Reham Yacoub invece è stata uccisa proprio in agosto, “naturalmente” da sconosciuti.
Entrambe attiviste per la tutela dei diritti umani, in un Iran dove Amnesty denuncia repressioni durissime e uccisioni continue di minorenni.
Loro, le moderne Ishtar, non hanno paura di morire per un sogno.
Forse il futuro si chiama Narges o Reham, o qualunque altro nome dell’Anima che ha ancora coraggio di credere in qualcosa e lottare anche a costo della vita, per un ideale, per una promessa.
Dopo che ogni mese su Ongood abbiamo postato articoli sulle grandi donne del passato, questo mese parliamo delle grandi donne di oggi in attesa di quelle di domani.

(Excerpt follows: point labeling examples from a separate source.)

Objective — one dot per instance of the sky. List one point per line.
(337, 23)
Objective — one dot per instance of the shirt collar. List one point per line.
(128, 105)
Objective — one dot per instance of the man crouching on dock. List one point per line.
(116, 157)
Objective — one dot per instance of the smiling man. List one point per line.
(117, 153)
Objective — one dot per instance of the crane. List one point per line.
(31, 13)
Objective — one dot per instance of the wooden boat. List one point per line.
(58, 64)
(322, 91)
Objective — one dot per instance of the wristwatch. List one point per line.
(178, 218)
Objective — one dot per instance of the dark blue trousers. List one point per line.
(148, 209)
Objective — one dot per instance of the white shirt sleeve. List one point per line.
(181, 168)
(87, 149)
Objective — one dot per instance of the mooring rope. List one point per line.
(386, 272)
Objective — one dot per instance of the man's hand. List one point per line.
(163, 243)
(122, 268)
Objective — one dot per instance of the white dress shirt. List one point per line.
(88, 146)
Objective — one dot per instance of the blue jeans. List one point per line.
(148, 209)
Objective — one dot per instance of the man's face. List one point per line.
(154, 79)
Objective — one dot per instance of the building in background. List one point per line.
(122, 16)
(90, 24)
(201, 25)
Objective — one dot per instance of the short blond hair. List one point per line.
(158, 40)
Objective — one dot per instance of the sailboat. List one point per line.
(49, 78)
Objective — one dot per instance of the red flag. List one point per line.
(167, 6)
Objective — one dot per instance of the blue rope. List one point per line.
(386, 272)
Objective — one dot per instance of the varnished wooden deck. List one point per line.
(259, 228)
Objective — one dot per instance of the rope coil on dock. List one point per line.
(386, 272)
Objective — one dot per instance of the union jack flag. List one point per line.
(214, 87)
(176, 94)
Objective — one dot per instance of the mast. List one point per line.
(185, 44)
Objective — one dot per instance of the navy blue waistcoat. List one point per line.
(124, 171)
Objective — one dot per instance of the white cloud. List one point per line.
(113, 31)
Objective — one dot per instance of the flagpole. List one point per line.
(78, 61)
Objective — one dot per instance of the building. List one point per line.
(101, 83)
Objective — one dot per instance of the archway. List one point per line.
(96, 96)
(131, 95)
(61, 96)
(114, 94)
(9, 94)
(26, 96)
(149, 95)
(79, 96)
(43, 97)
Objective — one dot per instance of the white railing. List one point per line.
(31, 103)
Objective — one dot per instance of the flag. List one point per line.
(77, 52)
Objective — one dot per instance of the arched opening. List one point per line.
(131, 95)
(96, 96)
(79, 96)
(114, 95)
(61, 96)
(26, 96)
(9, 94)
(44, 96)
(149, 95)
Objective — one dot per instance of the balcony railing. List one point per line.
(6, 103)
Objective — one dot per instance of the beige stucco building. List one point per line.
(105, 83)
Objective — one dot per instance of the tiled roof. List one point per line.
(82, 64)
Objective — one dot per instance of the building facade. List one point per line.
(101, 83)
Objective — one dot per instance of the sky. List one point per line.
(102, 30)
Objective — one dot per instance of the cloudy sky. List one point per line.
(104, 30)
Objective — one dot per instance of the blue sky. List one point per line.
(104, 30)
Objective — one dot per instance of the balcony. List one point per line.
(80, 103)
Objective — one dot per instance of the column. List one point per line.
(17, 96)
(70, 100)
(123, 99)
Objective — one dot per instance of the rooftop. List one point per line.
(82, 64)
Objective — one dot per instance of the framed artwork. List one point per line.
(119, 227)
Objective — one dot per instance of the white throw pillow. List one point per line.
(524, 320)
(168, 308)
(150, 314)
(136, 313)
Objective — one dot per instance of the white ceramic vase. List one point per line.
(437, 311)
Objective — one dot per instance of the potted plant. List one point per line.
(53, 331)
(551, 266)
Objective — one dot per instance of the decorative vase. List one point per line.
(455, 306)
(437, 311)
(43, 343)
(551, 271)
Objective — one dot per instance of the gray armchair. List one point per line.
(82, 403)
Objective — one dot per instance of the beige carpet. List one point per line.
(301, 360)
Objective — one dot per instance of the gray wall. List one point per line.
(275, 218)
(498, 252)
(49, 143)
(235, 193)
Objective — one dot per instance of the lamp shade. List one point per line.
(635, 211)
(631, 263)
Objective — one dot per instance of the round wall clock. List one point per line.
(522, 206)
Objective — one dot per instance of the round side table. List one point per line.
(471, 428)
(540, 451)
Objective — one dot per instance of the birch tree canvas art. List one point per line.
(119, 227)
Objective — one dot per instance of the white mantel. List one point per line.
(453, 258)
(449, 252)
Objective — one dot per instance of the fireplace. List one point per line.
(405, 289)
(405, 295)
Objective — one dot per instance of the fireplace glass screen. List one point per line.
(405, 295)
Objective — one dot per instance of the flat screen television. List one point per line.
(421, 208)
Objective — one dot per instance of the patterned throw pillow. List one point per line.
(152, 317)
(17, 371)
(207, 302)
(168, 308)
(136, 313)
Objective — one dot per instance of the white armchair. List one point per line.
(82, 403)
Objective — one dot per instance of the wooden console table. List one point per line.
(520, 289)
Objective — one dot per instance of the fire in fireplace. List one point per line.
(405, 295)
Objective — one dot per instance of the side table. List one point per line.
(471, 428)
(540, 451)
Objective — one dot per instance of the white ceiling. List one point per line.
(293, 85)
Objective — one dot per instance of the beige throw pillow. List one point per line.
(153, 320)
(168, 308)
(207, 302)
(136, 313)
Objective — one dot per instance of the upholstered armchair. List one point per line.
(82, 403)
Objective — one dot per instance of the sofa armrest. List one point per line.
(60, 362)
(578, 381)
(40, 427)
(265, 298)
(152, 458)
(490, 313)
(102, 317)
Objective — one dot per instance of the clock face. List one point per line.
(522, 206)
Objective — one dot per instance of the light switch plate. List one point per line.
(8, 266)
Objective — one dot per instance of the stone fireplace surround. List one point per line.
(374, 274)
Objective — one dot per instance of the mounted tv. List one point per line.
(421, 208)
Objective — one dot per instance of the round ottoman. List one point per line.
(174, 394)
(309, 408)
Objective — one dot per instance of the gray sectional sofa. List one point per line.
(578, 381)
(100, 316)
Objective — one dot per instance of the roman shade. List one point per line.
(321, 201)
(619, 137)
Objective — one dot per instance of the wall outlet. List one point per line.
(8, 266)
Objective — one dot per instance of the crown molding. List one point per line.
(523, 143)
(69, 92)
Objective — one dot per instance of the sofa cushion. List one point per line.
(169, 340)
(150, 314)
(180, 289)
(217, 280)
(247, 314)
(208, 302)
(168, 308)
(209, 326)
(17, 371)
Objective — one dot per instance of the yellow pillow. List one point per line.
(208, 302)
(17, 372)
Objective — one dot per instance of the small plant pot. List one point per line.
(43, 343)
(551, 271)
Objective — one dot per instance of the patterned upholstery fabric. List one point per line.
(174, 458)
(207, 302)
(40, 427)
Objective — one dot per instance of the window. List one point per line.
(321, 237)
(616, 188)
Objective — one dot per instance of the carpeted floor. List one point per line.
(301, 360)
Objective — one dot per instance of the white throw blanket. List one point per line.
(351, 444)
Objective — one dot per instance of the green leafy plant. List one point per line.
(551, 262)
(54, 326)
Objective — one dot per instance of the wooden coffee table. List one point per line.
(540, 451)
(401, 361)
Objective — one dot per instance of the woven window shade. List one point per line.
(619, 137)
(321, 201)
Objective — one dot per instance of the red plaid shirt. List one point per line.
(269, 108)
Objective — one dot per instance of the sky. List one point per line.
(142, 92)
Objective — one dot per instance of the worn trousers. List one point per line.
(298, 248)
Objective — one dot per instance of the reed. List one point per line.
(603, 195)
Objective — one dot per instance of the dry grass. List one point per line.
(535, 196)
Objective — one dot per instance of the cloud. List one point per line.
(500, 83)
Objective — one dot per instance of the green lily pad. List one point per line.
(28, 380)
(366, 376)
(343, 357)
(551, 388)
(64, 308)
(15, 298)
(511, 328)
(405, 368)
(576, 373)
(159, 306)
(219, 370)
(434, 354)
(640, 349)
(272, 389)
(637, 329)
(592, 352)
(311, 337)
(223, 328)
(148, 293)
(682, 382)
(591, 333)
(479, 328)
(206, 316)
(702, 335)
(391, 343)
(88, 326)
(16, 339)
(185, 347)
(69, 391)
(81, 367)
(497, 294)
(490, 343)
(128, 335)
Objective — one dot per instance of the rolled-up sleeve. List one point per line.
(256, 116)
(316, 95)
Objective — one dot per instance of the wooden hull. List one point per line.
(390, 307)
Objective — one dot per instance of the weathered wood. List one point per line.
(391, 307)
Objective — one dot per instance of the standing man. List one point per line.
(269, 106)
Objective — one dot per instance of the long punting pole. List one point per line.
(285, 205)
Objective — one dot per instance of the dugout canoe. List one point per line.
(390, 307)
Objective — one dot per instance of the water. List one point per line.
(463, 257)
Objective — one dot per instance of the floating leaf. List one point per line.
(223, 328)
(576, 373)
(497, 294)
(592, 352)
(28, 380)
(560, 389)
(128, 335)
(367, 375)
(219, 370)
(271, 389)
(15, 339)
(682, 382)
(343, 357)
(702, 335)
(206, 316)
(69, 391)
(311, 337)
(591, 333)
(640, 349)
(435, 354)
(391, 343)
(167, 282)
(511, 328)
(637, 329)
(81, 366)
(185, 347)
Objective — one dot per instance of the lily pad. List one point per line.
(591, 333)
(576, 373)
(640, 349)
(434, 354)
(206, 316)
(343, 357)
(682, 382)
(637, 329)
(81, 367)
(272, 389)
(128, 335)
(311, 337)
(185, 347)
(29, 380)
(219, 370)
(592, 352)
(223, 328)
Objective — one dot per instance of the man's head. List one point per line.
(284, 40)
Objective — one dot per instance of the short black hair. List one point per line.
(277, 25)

Non sono figlie di questa Europa stanca di valori e svuotata di senso, corrotta come l’Impero Romano alla fine dei suoi giorni. Sono figlie della Mezzaluna fertile che diede i natali alla civiltà e magari attraverso il dialogo tra le donne e con le donne potrebbe dare nuovi natali a una “nuova” civiltà.
Ma ci vorrebbe almeno un canale di pace, al posto del canale di Suez, un percorso che unifichi i popoli e i saperi, non che li divida in razze e in discipline, che rispetti le biodiversità e le differenze culturali armonizzandole.
La pace tra i popoli è solo un’utopia?
Noi ci crediamo ancora, e crediamo che il mezzo essenziale per crearla sia la cultura.
Per questo con enormi sforzi e superando difficoltà burocratiche, organizzative, economiche, abbiamo dato vita al Corso di Antropologia della Salute nei Sistemi Complessi.
Lo abbiamo fatto per amore, come per amore sono morte le Donne della Mesopotamia.
Per amore ha senso vivere e persino morire, piuttosto che vivere senza amore.